Willis Aussagen sind nicht links oder rechts, sie haben nur bedingt mit grünen Grundwerten zu tun. Sie entspringen einer pragmatischen Einstellung: Was ist den Leuten wichtig, was bewegt sie, was betrifft sie? So wichtig es ist, sich für Gleichberechtigung einzusetzen, neigen die Grünen doch dazu, sich im theoretischen Diskurs zu verstricken und den Lebensalltag der Menschen zu übersehen. ach dem Rausflug aus dem Parlament müssen sich die Grünen komplett neu aufstellen und einen Teil ihrer Positionen überdenken, wenn sie weiterhin auf wahrnehmbarer Ebene in der Politik tätig sein wollen. Potenzial ist zweifellos vorhanden. Die jüngsten Wahlergebnisse sind aber nur bedingt aufschlussreich und schwer vergleichbar. In Salzburg spielte das ungelöste Verkehrsproblem eine große Rolle – und Astrid Rössler aufgrund ihrer stillen Persönlichkeit fast keine. In Innsbruck war Willi als Persönlichkeit dagegen sehr präsent. Anderswo waren die Grünen so sehr mit sich beschäftigt, dass sie aus den Selbsterfahrungszirkeln gar nicht erst rausgekommen sind. Es kommt letztlich auf das Zusammenspiel von Anliegen und Kommunikation an: Es braucht die richtigen Themen, die für die Menschen relevant sind, und es braucht die Personen, die das authentisch transportieren und verständlich machen können. Dem Team in Innsbruck ist das offenbar gut gelungen.
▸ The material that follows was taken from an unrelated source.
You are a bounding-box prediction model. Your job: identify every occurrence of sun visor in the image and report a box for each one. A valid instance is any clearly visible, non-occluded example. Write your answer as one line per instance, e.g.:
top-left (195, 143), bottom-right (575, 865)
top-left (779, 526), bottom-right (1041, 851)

Dem Binnen-I abzuschwören wäre die falsche Strategie, es gehört zum genetischen Code der Grünen. Aber es ist nicht der Schlüssel zur Rettung der Welt, auch nicht im Kleinen. Für die Grünen ist es eine Überlebensfrage, sich den Menschen und ihren Anliegen, Ängsten und Bedürfnissen zu öffnen. Das kann in Details in Wien anders beantwortet werden als in Salzburg oder Innsbruck. Wenn die Grünen allerdings darauf warten, von den Wählern verstanden zu werden, anstatt die Wähler zu verstehen, werden sie sehr allein bleiben.